The biggest losers from Irish debt restructuring
A report into the state’s debt restructuring scheme says the country’s biggest losers were the companies and firms which have been the biggest beneficiaries of the restructuring scheme.
The report, by Credit Suisse, said the €11bn was spent on debt restructuring for the 12 largest companies and their affiliates in the country.
This included €8bn for the three largest firms.
Credit Suisse said this amounted to an annual loss of €7.3bn for these companies.

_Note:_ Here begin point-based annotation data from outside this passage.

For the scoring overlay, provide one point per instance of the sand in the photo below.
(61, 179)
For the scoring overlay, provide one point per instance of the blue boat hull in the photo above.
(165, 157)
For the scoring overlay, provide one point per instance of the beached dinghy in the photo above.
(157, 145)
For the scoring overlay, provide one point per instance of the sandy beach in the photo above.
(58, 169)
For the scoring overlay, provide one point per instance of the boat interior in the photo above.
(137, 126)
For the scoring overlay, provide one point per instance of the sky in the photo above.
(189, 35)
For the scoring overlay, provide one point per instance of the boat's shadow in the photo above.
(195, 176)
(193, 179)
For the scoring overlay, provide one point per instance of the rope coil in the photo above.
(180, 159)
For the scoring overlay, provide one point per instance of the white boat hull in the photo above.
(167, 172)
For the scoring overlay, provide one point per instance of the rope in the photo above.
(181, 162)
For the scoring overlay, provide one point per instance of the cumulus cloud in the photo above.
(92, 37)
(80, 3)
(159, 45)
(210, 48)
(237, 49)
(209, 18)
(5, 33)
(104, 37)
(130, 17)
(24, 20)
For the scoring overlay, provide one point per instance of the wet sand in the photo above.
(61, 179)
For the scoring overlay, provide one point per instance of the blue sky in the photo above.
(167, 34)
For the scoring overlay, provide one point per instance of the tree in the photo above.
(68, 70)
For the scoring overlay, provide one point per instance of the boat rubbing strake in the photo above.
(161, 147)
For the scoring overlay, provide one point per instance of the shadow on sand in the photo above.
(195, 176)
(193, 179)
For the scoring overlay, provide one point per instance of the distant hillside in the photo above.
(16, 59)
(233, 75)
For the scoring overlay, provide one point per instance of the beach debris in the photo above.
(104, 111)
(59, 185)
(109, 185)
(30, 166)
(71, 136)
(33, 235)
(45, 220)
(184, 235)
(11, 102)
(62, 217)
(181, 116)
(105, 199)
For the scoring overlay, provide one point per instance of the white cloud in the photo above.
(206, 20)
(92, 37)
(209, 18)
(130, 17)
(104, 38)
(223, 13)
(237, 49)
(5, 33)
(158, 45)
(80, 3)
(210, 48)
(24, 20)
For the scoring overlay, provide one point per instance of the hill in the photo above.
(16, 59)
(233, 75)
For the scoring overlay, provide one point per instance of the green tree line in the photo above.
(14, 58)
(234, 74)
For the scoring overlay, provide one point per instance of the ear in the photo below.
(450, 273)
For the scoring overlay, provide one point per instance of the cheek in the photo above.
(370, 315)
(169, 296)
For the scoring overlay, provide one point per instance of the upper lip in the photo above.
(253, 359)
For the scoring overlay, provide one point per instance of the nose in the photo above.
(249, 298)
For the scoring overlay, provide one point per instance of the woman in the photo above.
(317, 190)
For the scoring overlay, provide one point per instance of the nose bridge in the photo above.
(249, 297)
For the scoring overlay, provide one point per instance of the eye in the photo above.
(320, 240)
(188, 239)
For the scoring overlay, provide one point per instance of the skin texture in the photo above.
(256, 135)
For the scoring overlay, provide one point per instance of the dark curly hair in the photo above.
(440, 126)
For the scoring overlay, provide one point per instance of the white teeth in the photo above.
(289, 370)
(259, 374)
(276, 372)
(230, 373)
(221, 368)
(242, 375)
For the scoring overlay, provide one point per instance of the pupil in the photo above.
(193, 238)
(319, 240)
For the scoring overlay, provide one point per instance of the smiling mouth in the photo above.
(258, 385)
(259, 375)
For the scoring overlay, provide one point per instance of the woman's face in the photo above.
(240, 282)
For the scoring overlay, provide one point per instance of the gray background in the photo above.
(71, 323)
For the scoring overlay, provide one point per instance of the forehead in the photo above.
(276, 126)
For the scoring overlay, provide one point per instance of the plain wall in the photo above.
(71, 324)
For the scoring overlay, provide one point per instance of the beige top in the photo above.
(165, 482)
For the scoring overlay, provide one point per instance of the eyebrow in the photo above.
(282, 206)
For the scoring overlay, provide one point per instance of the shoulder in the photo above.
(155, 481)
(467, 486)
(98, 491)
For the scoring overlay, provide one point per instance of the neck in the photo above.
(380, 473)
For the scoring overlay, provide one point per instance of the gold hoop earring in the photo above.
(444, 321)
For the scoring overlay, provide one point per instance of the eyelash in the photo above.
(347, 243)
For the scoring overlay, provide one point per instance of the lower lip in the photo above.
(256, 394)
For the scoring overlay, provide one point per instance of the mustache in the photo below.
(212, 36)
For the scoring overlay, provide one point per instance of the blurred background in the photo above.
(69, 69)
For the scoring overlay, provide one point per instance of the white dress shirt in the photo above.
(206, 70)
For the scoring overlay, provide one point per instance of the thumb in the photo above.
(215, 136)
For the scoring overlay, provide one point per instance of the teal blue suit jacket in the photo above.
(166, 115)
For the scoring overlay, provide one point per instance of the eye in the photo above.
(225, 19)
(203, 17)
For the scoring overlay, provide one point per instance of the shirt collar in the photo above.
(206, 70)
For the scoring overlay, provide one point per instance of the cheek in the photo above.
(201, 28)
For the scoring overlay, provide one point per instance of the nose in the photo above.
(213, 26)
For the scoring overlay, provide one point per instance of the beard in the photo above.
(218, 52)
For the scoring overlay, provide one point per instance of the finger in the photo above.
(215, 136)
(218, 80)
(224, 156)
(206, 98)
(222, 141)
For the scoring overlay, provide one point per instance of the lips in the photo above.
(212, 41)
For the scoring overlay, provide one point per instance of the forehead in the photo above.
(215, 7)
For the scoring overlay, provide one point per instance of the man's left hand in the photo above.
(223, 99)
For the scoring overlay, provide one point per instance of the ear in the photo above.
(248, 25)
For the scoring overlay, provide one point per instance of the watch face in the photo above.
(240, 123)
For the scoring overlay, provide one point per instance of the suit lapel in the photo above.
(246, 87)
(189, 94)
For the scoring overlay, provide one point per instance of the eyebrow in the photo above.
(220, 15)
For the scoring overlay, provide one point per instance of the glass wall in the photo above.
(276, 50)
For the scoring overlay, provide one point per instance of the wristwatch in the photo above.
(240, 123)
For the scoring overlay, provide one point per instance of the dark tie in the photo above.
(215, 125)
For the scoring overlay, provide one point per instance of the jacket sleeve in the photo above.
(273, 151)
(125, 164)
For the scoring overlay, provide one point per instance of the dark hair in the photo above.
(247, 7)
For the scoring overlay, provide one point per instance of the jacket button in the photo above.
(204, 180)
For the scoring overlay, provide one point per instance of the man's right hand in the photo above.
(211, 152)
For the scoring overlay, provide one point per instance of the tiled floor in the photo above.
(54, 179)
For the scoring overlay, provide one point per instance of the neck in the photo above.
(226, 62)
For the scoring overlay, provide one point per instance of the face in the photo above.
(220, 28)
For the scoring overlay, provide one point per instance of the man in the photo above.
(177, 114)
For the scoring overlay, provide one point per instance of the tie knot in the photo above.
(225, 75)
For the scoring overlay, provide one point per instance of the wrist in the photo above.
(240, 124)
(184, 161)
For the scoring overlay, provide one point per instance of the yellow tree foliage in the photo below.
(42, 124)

The €11 billion was spent primarily on restructuring of their credit ratings, which fell from AA+ to AA in the past two years, and the value of their share capital, which rose from €10bn in 2015 to €19bn in 2020.
In addition, the report said the cost of debt restructuring has been a drag on growth in the Irish economy, and is the main reason why Irish companies have been losing ground to rivals such as China.
The companies and institutions that were most impacted were Irish Water, Irish Aviation and Irish Gas, which have all seen their share prices fall by more than 15 per cent since the scheme began.
The group of Irish firms which suffered the biggest losses from the restructuring were:Airbus Group, Airtel, Irish Water (which is wholly owned by BT and has a stake in Airline Ireland), KPN Group, Leinster Rail, Mervyn King, Paddy Power, Tullow, WAP Group and the West Coast Light Rail Company.
Credit Bank of Ireland was the only Irish bank to remain profitable during the scheme, and has since been restructured into a “single-annual recapitalisation fund”, meaning the government will get a share of its cash for the first year.
The Irish Government has said the scheme is the largest ever in the history of the country and is expected to create around 1,500 jobs and generate €3.5bn in tax revenue.
The scheme will cost the taxpayer around €5.5 billion over the course of its five-year operation.